The most obviously disturbing statement is #4. So, is it new knowledge that has been created, or is it like a bomb, a human just looks at the external results from the outside and say, job done, the explosion worked, grand master thrashed? And, is new knowledge like an vase that just sits on a shelf looking vase-like, or is it the use the vase is put to that is its definition?

AlphaGo Zero can therefore also be perceived as a destructive kind of achievement and raises obvious questions about the motives behind doing this.

In an energy bound system like a human brain, or an economy with finite resources, priorities are set for what is done and what is not done. This team decided to invest in doing something that tackled a complex game that is “a googol more complex than chess”. And won. Destroyed the human who took “thousands of years” to learn this game.

This achievement can also be seen as a loss of the richness of experience and what makes us human, the human spirit.

The published learning from Alpha Go and Alpha Go Zero certainly have contributed to progressing the AI agenda for what is a very small and inwardly focussed AI research community, and like any technological revolution it will be up to the law makers and market economies both free and controlled to say what the purpose and uses of this progress means.

Apart from Google’s undisclosed agenda for DeepMinds research, I suspect that this is also allowed to happen because of the potential militarisation potential, as the AI ‘arms’ race label between the US and China (and Russia) seems to crop up in the AI narrative.
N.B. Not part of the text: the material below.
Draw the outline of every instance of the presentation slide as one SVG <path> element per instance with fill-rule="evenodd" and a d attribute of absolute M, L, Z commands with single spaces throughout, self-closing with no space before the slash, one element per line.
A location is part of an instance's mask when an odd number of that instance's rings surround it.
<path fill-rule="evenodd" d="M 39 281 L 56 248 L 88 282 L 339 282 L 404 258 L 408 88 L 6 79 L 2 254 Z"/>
Just like Boston Dynamics initial association with DARPA.

It is plausible that it is an ever-evolving face of digitally inspired living that the general human population will be subject to logarithmically increasing invasive technological based controls, of which a the code inside a black box machine like AlphaGo Zero is but one example. This is supported by centuries if not millenia old sovereign legal agendas which seek increasing government of populations and loss of freedom of speech for self-justification and taxation reasons.

The other aspect to this evolution is that this kind of future looks possibly awfully boring. Futures where machines we can’t understand do things that are not understandable and perplexing. All because they’re following a non-human decision tree grounded in a mechanistic philosophy of humanity that is compatible with computing ability, not humanist sensibility.